Mさんは、毎晩遅くまで働く会社員だった。
仕事は次の日にまわしても良かったのだが、ついつい気になってやり続けてしまい、帰宅はいつも終電近くになってしまう。
そんな彼がある日、奇妙な体験をした。
その日は特に疲れていて、仕事が終わった頃にはもう午前0時を回っていた。
Mさんは駅に急ぎ、なんとか終電に間に合った。
車内はガラガラで、座席に腰を下ろしていつものように窓の外を眺めていた。
しばらくすると、次の駅で一人の女性が乗ってきた。
彼女は黒いコートを着て長い髪を下ろしている。
他に変わったところは無く、ただ静かにドアの近くに立っていた。
その姿に特に違和感を感じることもなく、Mさんは再び窓の外に視線を戻した。
しかし、翌日もまたその女性が同じ時間に同じ場所から乗ってきた。
彼女は前日と同じようにドアの近くに立っている。
Mさんは偶然だろうと考えていたが、何日か続くうちに不気味さが増してきた。
ある夜、Mさんは思い切って彼女に話しかけてみようと思った。
終電が出発してしばらく経った頃、彼女の近くに歩み寄って軽く声をかけた。
「こんばんは。毎晩この時間に乗ってくるんですね?」
しかし女性は返事をしない。
ただじっと前を見据えているだけだった。
Mさんは少し気まずくなり、そのまま先程自分が座っていた席に戻った。
自分の席に戻ってしばらくすると、いつの間にか目の前にその黒いコートを着た女性が立っていた。
彼女は低い声で「お前には私が見えるのか」と聞いてきた。
びっくりして返答に困っていると、突然女性の手が伸びてきてMさんの顔を掴んだ。
手を引き剥がそうと抵抗したが、力が強くて引き剥がせない。
やがてMさんは意識を失ってしまった。
次に気がつくと、誰かに呼ばれているような気がして目を開けた。
目の前にはスーツを着た知らない男性と、駅員さんが心配そうに覗き込んでいる。
どうやらMさんは寝てしまっていたようだが、スーツを着た男性いわく、Mさんは青い顔をして席に倒れて泡を吹いていたそうだ。

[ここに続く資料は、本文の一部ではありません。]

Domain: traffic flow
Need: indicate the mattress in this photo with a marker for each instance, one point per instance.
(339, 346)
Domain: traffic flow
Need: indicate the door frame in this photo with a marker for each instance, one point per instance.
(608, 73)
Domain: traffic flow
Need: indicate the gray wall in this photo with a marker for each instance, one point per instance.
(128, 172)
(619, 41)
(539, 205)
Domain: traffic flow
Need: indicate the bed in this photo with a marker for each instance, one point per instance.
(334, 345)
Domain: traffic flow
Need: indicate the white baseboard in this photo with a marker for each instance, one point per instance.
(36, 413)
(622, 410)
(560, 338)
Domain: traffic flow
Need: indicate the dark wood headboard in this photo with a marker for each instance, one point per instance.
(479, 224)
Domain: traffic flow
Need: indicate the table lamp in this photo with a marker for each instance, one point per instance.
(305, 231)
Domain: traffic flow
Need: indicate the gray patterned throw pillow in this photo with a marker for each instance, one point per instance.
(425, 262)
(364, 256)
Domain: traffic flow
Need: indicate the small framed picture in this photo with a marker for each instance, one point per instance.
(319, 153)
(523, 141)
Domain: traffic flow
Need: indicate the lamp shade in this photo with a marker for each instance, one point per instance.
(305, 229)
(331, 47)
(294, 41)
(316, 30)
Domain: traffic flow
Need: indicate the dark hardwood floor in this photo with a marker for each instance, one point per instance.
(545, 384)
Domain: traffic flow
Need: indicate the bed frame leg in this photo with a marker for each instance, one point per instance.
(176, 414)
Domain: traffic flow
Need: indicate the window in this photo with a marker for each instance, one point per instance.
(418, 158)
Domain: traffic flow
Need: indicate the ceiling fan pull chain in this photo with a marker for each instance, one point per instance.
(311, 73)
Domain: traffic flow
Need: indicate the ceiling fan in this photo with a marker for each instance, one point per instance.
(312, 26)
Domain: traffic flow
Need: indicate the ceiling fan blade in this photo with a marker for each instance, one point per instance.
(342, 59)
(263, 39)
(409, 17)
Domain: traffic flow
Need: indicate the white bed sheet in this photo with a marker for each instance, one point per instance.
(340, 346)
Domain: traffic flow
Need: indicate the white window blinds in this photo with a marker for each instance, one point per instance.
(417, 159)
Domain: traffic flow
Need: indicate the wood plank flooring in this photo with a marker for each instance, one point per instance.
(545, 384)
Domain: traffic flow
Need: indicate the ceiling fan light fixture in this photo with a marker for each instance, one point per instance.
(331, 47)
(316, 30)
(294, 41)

(怖い夢を見たんだな)と思ったMさんだったが、スーツを着た男性が言った。
「大丈夫ですか?あなたの顔、手で掴まれたような跡が付いてますよ」
その言葉を聞いて、Mさんの背筋に冷たいものが走った。
さっきMさんが見たものは夢だったのだろうかか、それとも現実だったのか。
それ以来、Mさんは終電に乗ることを避ける為、遅くても終電の1時間前には帰るようになったそうだ。